So this 1.6 mile circular dog walking route has become my fall-back, a regular outing taken at least once, usually twice a day around the outskirts of my estate, to clock up the miles for the walk a 1,000 miles challenge. In fact walking this unassuming route twice a day for 365 days would clock up no less than 1,168 miles.
That’s pretty impressive when you consider the last time I did the challenge in 2016 I clocked up a mere 1,145 miles, wearing a pedometer 24/7 counting every step took, from the car to the office, getting up to make the tea, going to the bathroom, etc. In 2014 I'd done the National Three Peaks Challenge, so I was feeling at the peak of my physical fitness. So much so that I decided to return to the Yorkshire Three Peaks in 2015 and set a new personal best.
Sadly that’s where things started to unravel, after passing the boardwalk over what we laughingly called the Dead Marshes (Lord of the Rings fans will get that one) on the approach to Ingleborough I collapsed pale and breathless with dangerously high blood pressure and shortly after suffered a minor TIA. I’ve since slayed that particular demon and completed it again vin 2017, although not with a personal best, havinf done walk a 1,000 miles in 2016.

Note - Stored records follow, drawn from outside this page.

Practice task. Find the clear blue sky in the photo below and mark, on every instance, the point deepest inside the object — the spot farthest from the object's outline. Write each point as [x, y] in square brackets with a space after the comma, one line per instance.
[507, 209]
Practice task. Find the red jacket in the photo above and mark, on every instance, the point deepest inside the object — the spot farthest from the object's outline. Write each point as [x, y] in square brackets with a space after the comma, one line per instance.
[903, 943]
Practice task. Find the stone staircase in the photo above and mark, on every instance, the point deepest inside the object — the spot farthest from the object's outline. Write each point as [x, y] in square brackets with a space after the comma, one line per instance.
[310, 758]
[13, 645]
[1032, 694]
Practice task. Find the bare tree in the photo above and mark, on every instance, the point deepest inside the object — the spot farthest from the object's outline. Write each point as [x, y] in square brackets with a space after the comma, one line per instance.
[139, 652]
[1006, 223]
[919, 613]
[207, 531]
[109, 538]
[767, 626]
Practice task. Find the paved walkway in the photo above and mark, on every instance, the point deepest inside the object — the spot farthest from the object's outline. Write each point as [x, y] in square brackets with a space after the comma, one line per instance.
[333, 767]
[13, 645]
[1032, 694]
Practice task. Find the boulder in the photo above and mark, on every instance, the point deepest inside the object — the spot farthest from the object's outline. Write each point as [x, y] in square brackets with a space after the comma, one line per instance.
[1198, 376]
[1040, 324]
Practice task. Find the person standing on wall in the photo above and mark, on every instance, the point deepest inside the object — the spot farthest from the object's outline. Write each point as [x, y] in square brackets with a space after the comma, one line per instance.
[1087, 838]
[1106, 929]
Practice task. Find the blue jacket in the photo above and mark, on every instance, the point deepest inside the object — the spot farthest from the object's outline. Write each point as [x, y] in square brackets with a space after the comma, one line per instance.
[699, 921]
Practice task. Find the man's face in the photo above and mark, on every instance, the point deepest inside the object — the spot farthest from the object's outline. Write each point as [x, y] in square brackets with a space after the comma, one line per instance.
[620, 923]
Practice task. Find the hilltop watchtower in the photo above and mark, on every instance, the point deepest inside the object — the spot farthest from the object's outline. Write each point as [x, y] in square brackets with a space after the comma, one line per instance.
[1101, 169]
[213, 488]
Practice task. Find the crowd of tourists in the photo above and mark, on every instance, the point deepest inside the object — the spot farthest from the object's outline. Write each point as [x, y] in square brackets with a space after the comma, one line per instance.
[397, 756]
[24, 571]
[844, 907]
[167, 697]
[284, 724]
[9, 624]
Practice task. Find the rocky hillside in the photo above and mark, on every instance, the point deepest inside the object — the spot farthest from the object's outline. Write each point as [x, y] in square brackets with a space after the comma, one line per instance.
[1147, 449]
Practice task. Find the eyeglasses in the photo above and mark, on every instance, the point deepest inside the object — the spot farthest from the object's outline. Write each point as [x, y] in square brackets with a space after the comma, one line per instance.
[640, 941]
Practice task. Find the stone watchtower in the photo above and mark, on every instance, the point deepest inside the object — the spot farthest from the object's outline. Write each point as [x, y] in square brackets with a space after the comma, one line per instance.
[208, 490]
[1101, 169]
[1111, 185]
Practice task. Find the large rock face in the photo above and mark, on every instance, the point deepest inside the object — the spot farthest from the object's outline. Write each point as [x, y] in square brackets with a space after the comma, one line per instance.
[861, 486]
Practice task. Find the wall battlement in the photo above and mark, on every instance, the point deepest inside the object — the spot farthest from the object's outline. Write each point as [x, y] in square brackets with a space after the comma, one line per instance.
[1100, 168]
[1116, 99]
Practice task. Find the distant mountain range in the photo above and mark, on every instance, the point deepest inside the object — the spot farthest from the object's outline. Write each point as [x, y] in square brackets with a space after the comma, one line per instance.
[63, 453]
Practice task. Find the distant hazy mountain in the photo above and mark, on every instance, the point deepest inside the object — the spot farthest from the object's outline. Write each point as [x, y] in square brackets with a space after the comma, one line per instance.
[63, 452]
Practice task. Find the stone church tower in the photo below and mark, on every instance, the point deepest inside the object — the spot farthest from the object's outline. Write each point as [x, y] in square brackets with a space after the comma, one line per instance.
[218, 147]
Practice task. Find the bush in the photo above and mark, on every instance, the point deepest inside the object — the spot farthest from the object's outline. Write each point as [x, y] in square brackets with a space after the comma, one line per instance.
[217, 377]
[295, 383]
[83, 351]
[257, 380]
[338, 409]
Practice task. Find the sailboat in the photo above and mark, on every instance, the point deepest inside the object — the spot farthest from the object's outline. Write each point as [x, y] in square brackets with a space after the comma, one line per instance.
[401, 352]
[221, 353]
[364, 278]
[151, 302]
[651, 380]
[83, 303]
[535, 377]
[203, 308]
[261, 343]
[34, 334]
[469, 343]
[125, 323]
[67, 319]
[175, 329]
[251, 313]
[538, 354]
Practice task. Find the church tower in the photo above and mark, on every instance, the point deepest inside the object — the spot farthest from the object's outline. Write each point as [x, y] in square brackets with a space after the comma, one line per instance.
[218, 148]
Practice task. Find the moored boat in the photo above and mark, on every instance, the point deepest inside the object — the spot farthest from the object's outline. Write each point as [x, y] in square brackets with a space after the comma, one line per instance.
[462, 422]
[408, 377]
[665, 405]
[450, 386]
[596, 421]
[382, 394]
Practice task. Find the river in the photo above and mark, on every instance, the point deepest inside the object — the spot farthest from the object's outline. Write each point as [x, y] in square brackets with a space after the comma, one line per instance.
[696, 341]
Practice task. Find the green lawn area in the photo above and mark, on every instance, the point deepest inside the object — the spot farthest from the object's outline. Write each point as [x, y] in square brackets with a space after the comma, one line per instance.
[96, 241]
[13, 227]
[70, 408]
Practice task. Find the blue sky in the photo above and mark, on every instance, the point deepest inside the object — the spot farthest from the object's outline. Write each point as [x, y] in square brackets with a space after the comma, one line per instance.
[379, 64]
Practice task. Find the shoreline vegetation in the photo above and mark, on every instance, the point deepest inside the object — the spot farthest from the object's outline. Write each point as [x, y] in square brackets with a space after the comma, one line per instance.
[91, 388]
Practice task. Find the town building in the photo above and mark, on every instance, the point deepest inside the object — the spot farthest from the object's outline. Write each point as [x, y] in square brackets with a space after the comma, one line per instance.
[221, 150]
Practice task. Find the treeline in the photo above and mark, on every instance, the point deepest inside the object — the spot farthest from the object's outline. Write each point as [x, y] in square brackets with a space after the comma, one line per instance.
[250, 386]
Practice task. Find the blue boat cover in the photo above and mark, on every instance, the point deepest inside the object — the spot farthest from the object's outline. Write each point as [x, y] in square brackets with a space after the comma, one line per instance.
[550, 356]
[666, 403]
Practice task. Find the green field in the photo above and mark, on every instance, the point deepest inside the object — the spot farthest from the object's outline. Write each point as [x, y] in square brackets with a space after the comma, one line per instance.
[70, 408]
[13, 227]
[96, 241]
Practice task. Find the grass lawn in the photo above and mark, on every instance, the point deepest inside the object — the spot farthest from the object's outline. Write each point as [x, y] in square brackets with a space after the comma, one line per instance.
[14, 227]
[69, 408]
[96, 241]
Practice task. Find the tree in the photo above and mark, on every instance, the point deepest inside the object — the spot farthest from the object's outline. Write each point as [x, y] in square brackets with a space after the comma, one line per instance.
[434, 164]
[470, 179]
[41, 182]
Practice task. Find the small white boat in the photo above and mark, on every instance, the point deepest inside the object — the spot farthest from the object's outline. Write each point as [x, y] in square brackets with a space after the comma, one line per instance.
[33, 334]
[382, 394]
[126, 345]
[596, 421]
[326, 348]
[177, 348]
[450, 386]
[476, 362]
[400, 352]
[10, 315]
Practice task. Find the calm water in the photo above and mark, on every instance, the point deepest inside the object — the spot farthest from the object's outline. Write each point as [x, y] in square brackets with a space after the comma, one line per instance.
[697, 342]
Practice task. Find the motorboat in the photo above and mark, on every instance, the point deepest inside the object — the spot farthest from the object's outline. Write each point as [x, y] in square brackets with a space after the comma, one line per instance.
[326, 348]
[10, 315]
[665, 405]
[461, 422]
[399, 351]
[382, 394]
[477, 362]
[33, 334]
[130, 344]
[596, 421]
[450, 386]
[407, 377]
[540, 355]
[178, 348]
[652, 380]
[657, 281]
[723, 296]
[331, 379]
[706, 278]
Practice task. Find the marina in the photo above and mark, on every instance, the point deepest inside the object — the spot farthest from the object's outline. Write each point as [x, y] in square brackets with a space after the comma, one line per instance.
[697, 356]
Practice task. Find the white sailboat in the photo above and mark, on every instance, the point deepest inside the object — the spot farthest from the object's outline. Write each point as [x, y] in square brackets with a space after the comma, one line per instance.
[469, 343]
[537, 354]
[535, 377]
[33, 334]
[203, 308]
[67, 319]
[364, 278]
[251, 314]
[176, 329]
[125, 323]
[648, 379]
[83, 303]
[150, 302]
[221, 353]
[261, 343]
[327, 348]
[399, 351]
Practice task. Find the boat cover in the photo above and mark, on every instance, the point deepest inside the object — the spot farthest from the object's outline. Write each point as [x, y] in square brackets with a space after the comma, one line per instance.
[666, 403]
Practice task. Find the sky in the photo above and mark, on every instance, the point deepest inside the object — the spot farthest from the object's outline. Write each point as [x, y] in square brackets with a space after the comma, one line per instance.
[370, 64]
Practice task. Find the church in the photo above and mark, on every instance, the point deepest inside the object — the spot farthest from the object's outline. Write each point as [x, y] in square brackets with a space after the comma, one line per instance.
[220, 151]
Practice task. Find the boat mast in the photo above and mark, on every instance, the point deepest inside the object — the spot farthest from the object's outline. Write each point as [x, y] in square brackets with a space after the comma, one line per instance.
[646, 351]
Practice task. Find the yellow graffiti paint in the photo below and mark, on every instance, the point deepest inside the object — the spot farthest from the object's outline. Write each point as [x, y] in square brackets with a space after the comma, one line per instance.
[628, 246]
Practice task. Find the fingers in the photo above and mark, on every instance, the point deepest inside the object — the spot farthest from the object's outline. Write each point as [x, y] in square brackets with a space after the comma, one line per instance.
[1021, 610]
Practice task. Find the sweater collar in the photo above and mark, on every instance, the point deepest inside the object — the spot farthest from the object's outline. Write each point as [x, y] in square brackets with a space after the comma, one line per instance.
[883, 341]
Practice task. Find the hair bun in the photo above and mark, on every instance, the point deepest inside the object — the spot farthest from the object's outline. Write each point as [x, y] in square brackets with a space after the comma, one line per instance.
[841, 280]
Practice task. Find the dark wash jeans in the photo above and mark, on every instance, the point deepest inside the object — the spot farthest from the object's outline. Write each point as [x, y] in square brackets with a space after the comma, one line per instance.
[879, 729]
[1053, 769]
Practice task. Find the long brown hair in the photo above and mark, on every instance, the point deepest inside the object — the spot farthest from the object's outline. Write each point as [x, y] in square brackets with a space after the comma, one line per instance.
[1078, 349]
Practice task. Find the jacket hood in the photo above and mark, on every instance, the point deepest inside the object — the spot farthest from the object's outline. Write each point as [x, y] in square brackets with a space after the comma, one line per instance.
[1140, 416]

But I can’t help thinking I’ve become way to cautious, I’ve let my walking and fitness slip, fearing to step off into the great unknown, explore and lose myself in the great outdoors once more. So this year I’ve decided to change all that. Once again I’m setting off to walk a thousand miles, but the pedometers gone. This year every last mile will be over and above my normal daily routine and while they won’t all be boots on miles out in the back of beyond, they will all be outdoors exploring once again.
So where have my explorations taken me this month and what have I learnt?
That one 1.6 miles is my magic number, not only is it the distance of the walk around my estate, but the distance there and back between the sites my work is currently split over (no more looking for a place to park), that our 14 year old cross-breed-cross rescue dog Elsa is already looking leaner and fitter, a compliment nobody’s paid me yet. That even the most urban of walks along a regular route often consisting of dark, dank pavements can do amazing things for mind and body.
In some small way I’ve reconnected with nature and myself, started to notice the subtle changes that occur day-to-day, and how the pace of life varies from moment to moment. The slow lengthening of the days; the subtle changes in the weather; the every changing texture and patterns of the clouds; the stark beauty of skeletal trees against the dying light; the mumeration of birds coming home to roost; I’ve become reacquainted with the moon and stars (light pollution permitting) Orion and his belt; beneath my feet the complex patterns of shadows cast by trees under harsh lamplight; and I can now pick out individual bird songs, traffic permitting, not bad for one month of largely urban walking, who knows where the remaining 11 will take me?